The 74-people living in the 48 apartment units inside the DeRaud Street Apartments are homeless following Saturday afternoon’s blaze in the large older structure.

The fire rekindled Sunday afternoon and the Red Cross has been told the building is condemned. Right now the David L. Lawrence Convention Center is serving as a shelter.

“It’s not the optimal place but it serves its purpose especially if we have a big number of people,” said Paula Bauerle, Red Cross Disaster Services Shelter Supervisor.

28-people including ten children needed that emergency shelter at the convention center.

“What they’re saying is when can we go home, mom and dad. And we really don’t have no answers for them,” said Mischelle McMillan, Tenant council President at DeRaud Street Apartments.

The Red Cross is providing food, clothing, diapers and crisis services here.

“The Red Cross basically is that first 48 to 72 hours,” McMillan said.

While residents are thankful, it’s been tough.

“The Red Cross is doing as much as they can do but we’re just trying our best,” said Christopher Green, a DeRaud Street resident. “My children were bathing basically in the restrooms in the sinks.”

Residents sheltered here say they are thankful there was somewhere to go but they are sleeping on cots and have no idea where they will sleep next.

“It’s just amazing how something can change from where we have a stable living condition to all of a sudden everything’s gone,” Green added.

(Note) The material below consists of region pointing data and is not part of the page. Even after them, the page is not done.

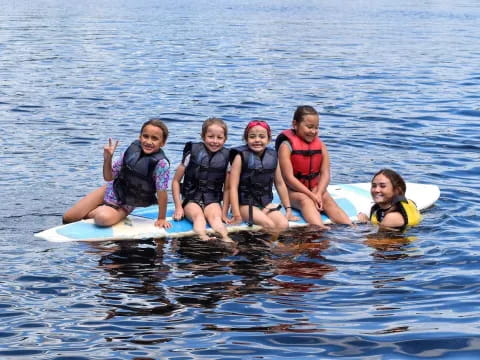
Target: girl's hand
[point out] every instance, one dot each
(163, 223)
(178, 214)
(362, 218)
(110, 148)
(226, 219)
(290, 216)
(236, 219)
(317, 201)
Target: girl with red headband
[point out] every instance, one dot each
(305, 167)
(254, 171)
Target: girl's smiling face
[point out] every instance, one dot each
(382, 190)
(257, 139)
(307, 129)
(151, 139)
(214, 138)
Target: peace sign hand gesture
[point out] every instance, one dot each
(109, 149)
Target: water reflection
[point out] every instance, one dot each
(204, 274)
(390, 246)
(136, 270)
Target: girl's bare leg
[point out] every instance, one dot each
(334, 212)
(107, 216)
(194, 213)
(213, 214)
(309, 211)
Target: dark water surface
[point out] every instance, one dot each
(397, 85)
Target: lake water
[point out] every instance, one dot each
(397, 85)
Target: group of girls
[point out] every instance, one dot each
(212, 182)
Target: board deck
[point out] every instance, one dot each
(352, 198)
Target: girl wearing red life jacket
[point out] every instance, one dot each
(305, 167)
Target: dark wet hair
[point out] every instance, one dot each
(214, 121)
(158, 123)
(397, 181)
(302, 111)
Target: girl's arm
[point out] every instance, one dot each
(324, 176)
(226, 199)
(363, 218)
(176, 192)
(108, 151)
(393, 219)
(283, 193)
(234, 180)
(162, 197)
(284, 154)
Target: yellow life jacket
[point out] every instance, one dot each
(406, 207)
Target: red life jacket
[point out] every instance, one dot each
(306, 157)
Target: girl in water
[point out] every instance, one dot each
(391, 209)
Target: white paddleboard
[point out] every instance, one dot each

ARCHO Management is the owner and manager of the HUD multi-family housing building and residents say they haven’t heard from them and never responded to their repeated calls for help about building maintenance before the fire.

“I think they’re neglect and just right down ignorance of saying I don’t have to do anything all I have to do is put a bandaid on it and that’s what you get. If you don’t like it, get out,” said McMillan.

Many residents say they had put in requests with ARCHO management to repair issues in their units and that those repairs were not done.

ARCHO did not respond to our calls tonight except for an answering service directing us to try back on Monday.

Residents say they would like some additional help from the city. They have been told to call United Way 2-1-1 for help with housing but they are in need of everything to set up a new life.